The Victoria BI Unit and Commonwealth BETA teams followed not long after NSW, and are producing a steady stream of interesting results. Our team in Sydney is working closely with these Government teams as well as with other partners, like the Vincent Family Fairfax Foundation and VicHealth, to produce cutting edge work tackling complex problems like teenagers’ ethical use of technology and sexual harassment on university campuses.
While in Melbourne I was particularly struck by the Victorian Government’s focus on rebuilding its transport infrastructure, strengthening its focus on place, and continuing the drive on efficiency.
We asked our colleagues to talk to strangers - this is what happened
It’s surprising how often it is overlooked that major infrastructure projects are never just about engineering. Infrastructure is also shaped by the decisions that citizens make about where to live and how far to commute. It is shaped by the value that citzens get from the time they commute as by the minutes saved: can they sit and work, or—shock horror—talk to their fellow commuter? And getting infrastructure built on time and on budget is strongly affected by whether communities are fighting for or against it, not least because of the perceived social impact it will have. There is behavioural science in all of this.
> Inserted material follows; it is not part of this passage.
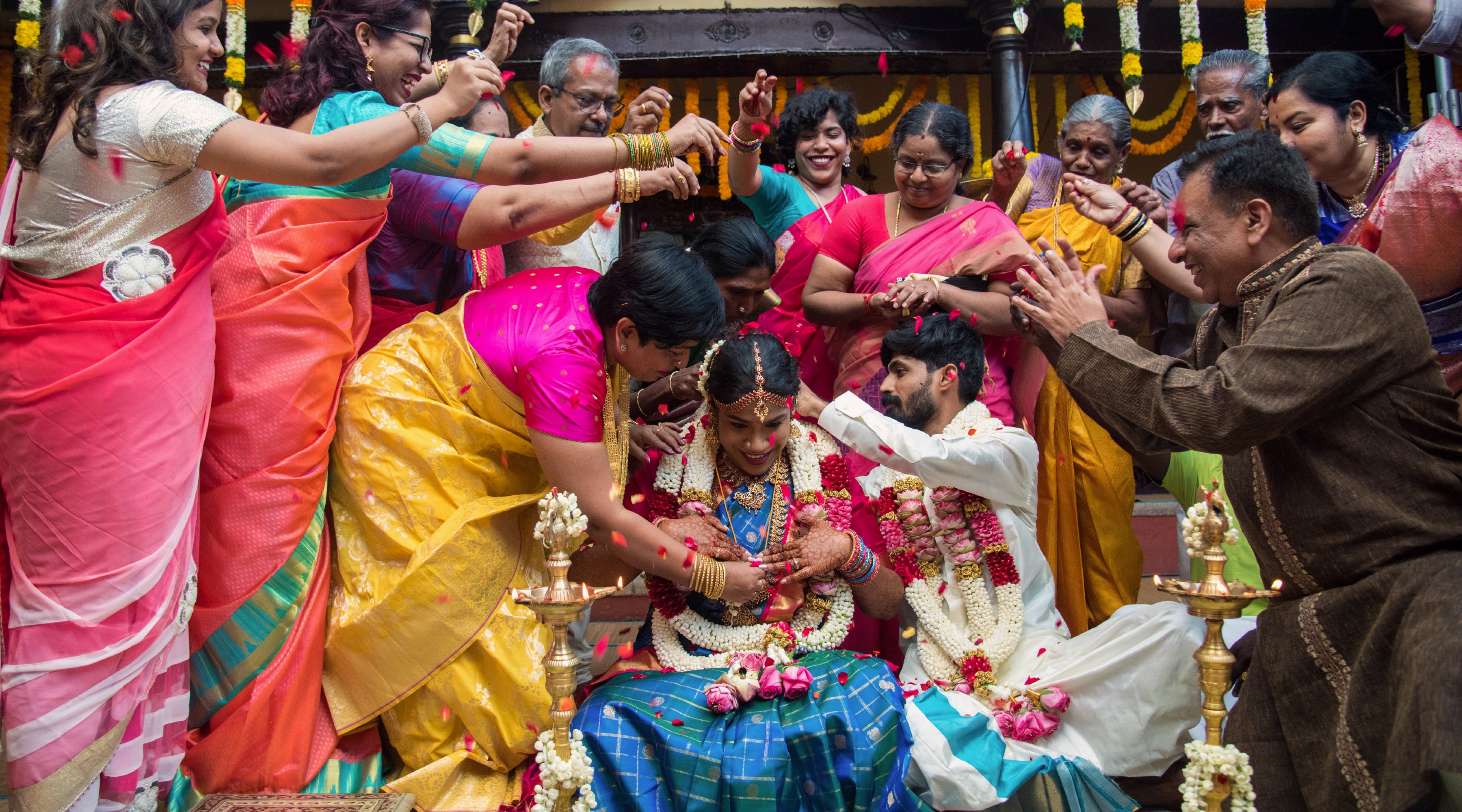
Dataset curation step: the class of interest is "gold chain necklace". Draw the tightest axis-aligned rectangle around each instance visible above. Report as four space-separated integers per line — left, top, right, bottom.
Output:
893 193 955 237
We are a guest in people’s homes. The decisions and choices that we talk about are the fabric of people’s lives, decisions and hopes
A final reflection, as our new PM prepares for office, and other Premiers begin their terms: behavioural scientists, data analysts, innovation teams, and the latest kids on the block, must remember a key lesson of early failures. We are a guest in people’s homes. The decisions and choices that we talk about are the fabric of people’s lives, decisions and hopes. We have to be on their side, including against the abusive use of BI by businesses or governments.
We are their servants, not the other way round. Our place in governments—however good our technical methods and results—rests on that humility and compact.